Book parts are recursive, so they may contain other book parts. For example, “Part 3” of a book could contain several “Chapter”s, each of which could have a foreword, the body of the chapter, one or more appendices, and a reference list.
- Back Matter for the Book (optional). If present, the book back matter element (<book-back>) contains information that is ancillary to the main text, such as a glossary, appendix, or list of cited references. The back matter may also contain floating material (<floats-group>), a container element for all the “floating” objects (such as tables, figures, and sidebars) in a book. The back matter of book parts (<back>) and the <book-part-wrapper> element may also contain their own, separate Floating Material (<floats-group>).
A Book Part Wrapper
The second top-level element in this Tag Set is the book part wrapper (<book-part-wrapper>), which contains a single book part to be interchanged, along with the metadata that
describes the book part and collection metadata that describes a grouping (such as
a virtual book) of which the book part is a member. A book part may be associated
with many collections. The collection metadata for each book can be stored in the
book document instance.
The Roads Not Taken
The BITS Book Tag Set is not based on the NLM Book (Bookshelf) Tag Set that was part
of the NLM predecessor to JATS. Instead, the BITS book model is based on the NISO
JATS Journal
Archiving and Interchange Tag Set (known as “Green” from the colors of the Tag
Library pages), with book metadata in BITS replacing the journal and issue metadata
from JATS
Archiving.
By design, there are some structures which have been modeled as elements in other
public book DTDs and schemas that were not named explicitly in BITS, including:
- Book Metadata — The book metadata is held in the element <book-meta>, which is not named “front” as is the corresponding element holding the article metadata for a JATS journal article. Book metadata is unlike that for journal articles, making this one of the real changes from ANSI/NISO JATS.

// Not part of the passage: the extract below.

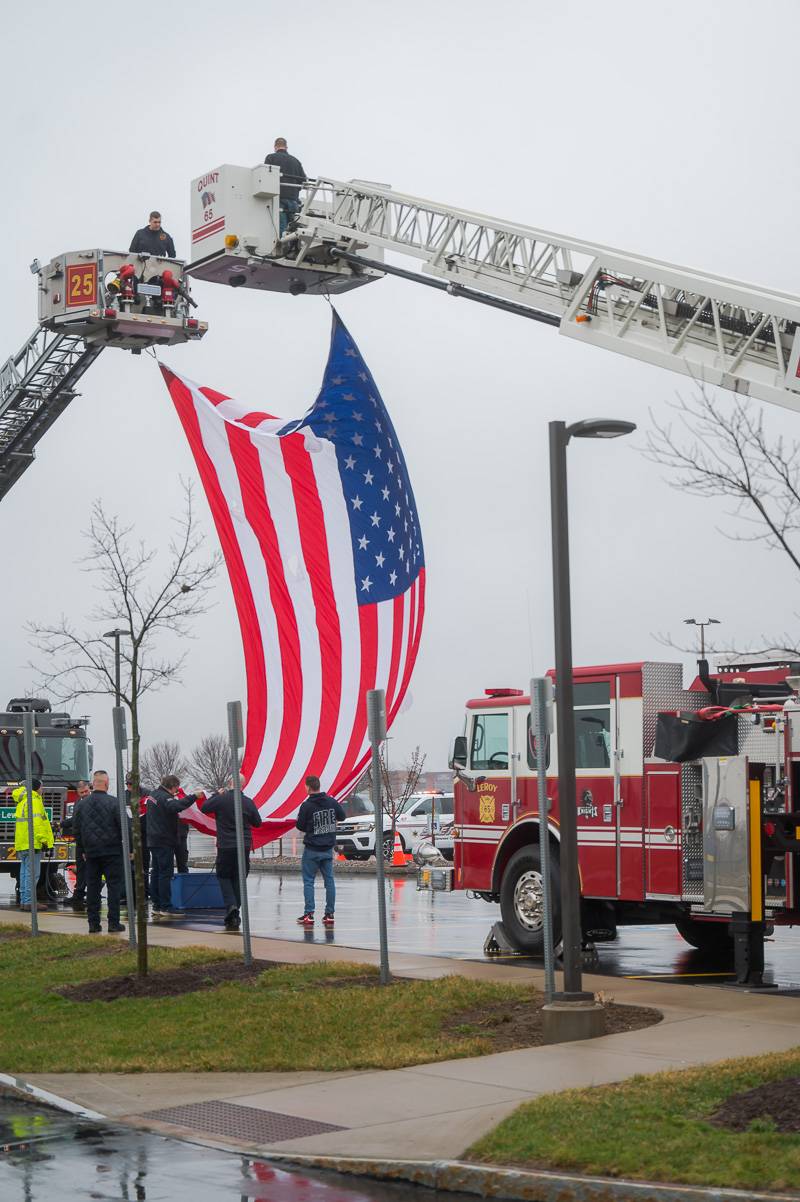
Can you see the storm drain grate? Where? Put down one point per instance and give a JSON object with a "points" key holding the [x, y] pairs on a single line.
{"points": [[245, 1123]]}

- CCC Statement — There is no element with this name in BITS. In BITS, this may be tagged as a license paragraph (<license-p>) inside a license statement (<license>), which may include the price tagged as a <price>. The @license-type attribute may be set to “CCC-statement” to identify the information.

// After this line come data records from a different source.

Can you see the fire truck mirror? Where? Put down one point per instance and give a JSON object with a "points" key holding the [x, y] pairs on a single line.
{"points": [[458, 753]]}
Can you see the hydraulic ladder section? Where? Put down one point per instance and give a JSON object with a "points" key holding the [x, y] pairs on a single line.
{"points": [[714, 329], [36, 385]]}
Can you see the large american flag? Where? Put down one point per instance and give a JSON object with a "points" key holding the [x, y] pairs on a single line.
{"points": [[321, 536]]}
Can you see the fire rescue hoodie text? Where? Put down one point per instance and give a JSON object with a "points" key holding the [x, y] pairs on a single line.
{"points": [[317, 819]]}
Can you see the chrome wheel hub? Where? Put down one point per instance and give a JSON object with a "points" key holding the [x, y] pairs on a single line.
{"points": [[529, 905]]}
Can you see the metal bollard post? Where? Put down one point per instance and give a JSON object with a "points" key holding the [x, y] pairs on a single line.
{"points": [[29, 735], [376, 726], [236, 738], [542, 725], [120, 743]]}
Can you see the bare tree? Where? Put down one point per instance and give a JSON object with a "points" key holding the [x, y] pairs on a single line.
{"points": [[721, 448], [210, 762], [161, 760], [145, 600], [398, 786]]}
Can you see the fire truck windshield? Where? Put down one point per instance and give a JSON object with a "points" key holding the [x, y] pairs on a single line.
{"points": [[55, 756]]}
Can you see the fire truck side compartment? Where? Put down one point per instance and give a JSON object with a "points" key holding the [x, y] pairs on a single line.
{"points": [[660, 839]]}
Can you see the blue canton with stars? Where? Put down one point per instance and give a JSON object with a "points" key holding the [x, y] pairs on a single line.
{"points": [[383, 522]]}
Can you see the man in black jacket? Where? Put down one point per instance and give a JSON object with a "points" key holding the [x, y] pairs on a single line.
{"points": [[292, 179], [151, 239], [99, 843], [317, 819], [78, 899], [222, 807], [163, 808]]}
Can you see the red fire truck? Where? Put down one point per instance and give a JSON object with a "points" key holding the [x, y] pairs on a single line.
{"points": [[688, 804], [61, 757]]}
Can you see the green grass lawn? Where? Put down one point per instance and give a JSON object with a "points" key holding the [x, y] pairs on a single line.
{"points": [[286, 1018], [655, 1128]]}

- Colophon — In BITS, this may be tagged as a paragraph, as a section within the body of the book, as a book part in the back matter of a book, or as a book part.
- Contributor List — There is no special structure for theses lists; they can be tagged using ordinary structures (lists, definition lists, tables, paragraphs, etc.) within a <front-matter-part>, within the narrative front matter, or within the back matter. Such lists should be written in addition the contributor names (<contrib>) listed in the metadata of a book or book part.
- Frontispiece — No special structure was named in BITS; the material should be tagged using ordinary structures within a <front-matter-part> as part of the narrative front matter. While the <styled-content> element “could” be used to capture the special formatting typical in a Frontispiece, this is discouraged. The typical purpose for tagging a Frontispiece is to make the information content discoverable, not to replicate the look and feel of the document.
- Introduction — There will be no explicitly named “Introduction” element, because this name may be applied at many levels: to a front-matter component, a section of the body, or an entire book part.
- Map Group — This NLM-specific element was used in the previous NLM Book Tag Set; it was not replicated in BITS.